El otro día hice con mi fisioterapeuta un ejercicio de relajación. Al empezar, tumbada y con los ojos cerrados, antes de hacer nada debía imaginar un  punto en medio de mi frente, en el que concentrar absolutamente todo mi pensamiento. Me dijo entonces que tenía que pensar en un situación que me hiciera sentir bien. Ella sugirió estar tumbada en una playa de arenas blancas y aguas cristalinas. Y sí, parecía buena idea. Pero entonces pensé en otra cosa que sin duda, me haría sentir mucho mejor: un mundo en paz ¡Y en un puntito! Resultaba divertido ver a tooodas las personas ahí. Tal vez fuera su alegría, esa que yo tanto deseo, la que consiguiera concentrarlas en algo tan pequeño.

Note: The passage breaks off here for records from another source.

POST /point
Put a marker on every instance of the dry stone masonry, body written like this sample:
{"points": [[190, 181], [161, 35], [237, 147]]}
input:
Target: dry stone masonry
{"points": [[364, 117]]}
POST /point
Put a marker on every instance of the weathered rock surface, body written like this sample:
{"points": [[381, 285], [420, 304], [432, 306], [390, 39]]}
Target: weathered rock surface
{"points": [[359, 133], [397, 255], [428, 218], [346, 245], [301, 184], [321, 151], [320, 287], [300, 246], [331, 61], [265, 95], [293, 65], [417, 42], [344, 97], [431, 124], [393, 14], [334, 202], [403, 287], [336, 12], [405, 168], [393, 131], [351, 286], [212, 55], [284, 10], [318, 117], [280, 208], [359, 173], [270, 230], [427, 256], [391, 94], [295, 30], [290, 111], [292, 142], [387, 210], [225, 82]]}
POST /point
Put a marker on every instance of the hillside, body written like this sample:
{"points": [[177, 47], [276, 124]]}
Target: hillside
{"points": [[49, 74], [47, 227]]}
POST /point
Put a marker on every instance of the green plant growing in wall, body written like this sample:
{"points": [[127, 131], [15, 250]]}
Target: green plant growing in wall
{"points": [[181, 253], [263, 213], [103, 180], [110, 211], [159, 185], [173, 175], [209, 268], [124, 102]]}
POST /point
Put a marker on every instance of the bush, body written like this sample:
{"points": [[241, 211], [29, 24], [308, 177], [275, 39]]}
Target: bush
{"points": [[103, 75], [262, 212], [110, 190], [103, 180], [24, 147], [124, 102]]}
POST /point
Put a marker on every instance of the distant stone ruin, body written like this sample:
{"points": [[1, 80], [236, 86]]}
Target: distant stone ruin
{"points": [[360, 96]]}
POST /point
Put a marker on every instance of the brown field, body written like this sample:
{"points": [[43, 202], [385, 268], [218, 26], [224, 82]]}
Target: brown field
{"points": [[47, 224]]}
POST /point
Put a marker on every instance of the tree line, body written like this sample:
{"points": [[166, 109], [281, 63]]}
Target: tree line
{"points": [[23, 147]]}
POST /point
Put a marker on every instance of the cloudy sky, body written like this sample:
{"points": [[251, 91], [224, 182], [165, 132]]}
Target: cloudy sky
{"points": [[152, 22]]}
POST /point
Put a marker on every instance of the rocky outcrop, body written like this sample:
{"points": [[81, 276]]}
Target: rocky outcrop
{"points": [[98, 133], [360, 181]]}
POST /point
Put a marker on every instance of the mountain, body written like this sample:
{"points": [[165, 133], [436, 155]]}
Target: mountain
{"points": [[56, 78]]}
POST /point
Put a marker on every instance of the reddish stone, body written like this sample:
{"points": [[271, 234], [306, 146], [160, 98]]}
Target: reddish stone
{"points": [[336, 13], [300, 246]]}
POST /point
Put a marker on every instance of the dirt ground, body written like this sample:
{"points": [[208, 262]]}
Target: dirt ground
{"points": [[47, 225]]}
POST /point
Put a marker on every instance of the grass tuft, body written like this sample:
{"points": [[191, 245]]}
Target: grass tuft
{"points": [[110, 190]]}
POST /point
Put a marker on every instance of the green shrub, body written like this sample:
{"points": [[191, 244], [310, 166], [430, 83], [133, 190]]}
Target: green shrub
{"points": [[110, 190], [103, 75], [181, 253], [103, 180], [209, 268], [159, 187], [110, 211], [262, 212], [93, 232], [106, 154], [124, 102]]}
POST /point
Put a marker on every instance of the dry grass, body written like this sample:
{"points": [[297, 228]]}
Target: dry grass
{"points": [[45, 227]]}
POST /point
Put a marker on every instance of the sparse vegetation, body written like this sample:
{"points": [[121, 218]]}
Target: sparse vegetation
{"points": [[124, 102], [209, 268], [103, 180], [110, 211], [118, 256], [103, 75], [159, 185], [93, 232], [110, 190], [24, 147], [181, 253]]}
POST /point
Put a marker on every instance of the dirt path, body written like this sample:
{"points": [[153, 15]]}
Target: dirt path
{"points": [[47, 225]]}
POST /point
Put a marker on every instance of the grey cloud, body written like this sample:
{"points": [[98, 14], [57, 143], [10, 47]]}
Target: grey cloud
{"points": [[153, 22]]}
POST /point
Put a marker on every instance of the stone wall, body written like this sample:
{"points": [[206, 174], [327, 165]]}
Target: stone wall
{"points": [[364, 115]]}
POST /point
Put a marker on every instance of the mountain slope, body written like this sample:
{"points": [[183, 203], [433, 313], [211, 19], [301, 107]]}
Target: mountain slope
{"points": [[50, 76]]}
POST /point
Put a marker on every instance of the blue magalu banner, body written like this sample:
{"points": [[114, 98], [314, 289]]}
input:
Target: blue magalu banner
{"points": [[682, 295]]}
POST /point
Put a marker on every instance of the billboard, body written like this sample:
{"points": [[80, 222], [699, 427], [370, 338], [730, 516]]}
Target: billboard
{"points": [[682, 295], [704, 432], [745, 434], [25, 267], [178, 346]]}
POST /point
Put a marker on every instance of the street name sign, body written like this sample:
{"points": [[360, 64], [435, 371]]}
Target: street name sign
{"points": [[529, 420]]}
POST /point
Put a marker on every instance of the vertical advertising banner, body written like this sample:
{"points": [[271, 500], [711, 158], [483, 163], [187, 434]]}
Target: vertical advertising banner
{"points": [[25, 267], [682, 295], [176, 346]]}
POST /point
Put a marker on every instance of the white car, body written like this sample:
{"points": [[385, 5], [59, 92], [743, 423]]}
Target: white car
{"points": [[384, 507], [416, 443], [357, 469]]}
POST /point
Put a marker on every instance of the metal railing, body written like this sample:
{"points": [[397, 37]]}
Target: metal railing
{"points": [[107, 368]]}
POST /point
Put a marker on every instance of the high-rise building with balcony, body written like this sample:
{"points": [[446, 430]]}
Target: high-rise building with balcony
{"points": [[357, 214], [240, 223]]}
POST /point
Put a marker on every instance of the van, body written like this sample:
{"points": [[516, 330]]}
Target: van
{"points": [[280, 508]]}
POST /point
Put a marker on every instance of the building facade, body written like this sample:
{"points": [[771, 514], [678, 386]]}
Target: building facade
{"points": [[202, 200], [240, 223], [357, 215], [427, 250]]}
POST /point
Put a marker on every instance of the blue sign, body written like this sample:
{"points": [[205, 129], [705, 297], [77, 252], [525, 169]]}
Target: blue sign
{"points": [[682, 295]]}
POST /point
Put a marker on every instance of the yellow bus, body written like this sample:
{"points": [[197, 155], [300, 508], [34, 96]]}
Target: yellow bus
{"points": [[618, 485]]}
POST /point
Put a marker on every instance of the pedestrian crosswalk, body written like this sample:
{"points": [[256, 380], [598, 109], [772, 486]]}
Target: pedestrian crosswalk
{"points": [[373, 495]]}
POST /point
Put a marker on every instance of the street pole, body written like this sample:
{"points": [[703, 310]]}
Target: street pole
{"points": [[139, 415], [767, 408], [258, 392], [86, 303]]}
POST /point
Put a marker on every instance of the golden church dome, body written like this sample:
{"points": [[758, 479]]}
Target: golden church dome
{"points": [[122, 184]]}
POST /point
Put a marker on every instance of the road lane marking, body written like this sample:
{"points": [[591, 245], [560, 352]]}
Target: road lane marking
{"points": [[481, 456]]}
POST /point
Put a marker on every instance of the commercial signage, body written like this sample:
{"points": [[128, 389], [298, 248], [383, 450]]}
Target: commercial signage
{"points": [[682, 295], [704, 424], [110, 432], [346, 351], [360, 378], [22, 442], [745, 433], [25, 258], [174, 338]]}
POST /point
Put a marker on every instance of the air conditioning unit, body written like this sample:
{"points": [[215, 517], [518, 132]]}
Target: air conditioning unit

Supongo que fue el  mismo efecto que me produce rezar por la  salud de quien la necesite, y notar que abarco en tan sólo unas   palabras a tanta gente. Es algo que me parce imposible, y sin embargo tiene un poder asombroso. Bueno, la cosa es que fue efectivo, porque sin olvidar en ningún momento mi punto, llegué al final de mi ejercicio totalmente relajada y desde luego, con semejante pensamiento, tranquila y feliz.